Did you happen to see the article that ran last Monday (May 18) on MIT Technology Review online entitled “Are Your ‘Secret Questions’ Too Easily Answered?” We read this with great interest, mainly because we believe that the proper use of challenge questions as back-up authentication can definitely make your authentication process more robust. HOWEVER, implementing challenge questions without a defined strategy will certainly generate and increase security risks.
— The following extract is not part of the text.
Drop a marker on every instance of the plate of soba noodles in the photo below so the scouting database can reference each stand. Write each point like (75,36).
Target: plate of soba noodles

Requiring that users resetting passwords answer only a single challenge question — not to mention one that had been selected from the typical short list of generic questions such as “What is your favorite city?” and “What is your favorite sports team?” — makes it just too easy for potential hackers to guess the answer and gain access to sensitive and private information. Such questions have a limited number of possible answers, allowing the guessing game to be that much more easy. Even with more personal yet general questions such as “Where did you go to high school?” or “What is your dog’s name?”, someone with very little knowledge of the user can make a pretty good guess.
That is why, as part of the stronger authentication capabilities we offer our customers, we provide multiple challenge question functionality for password recovery/reset that allows IT security administrators to create 10 questions that users provide answers to at the initial set-up. These questions can be as secure as the administrators want to make them. Then, the administrators can configure whether users are asked to respond to three, five or more randomly selected questions from the list to perform the password reset. For administrators who need assistance creating challenge questions that will not have common answers yet will be easy for users to remember, our professional services team is equipped with ideas.
As Stuart Schechter, the Microsoft researcher quoted in the article points out, “Back-up authentication schemes should have two important characteristics. They should be reliable, allowing a legitimate user to gain access to his or her account, and they should be secure, preventing unauthorized users from gaining access.” Our multiple challenge question functionality possesses both.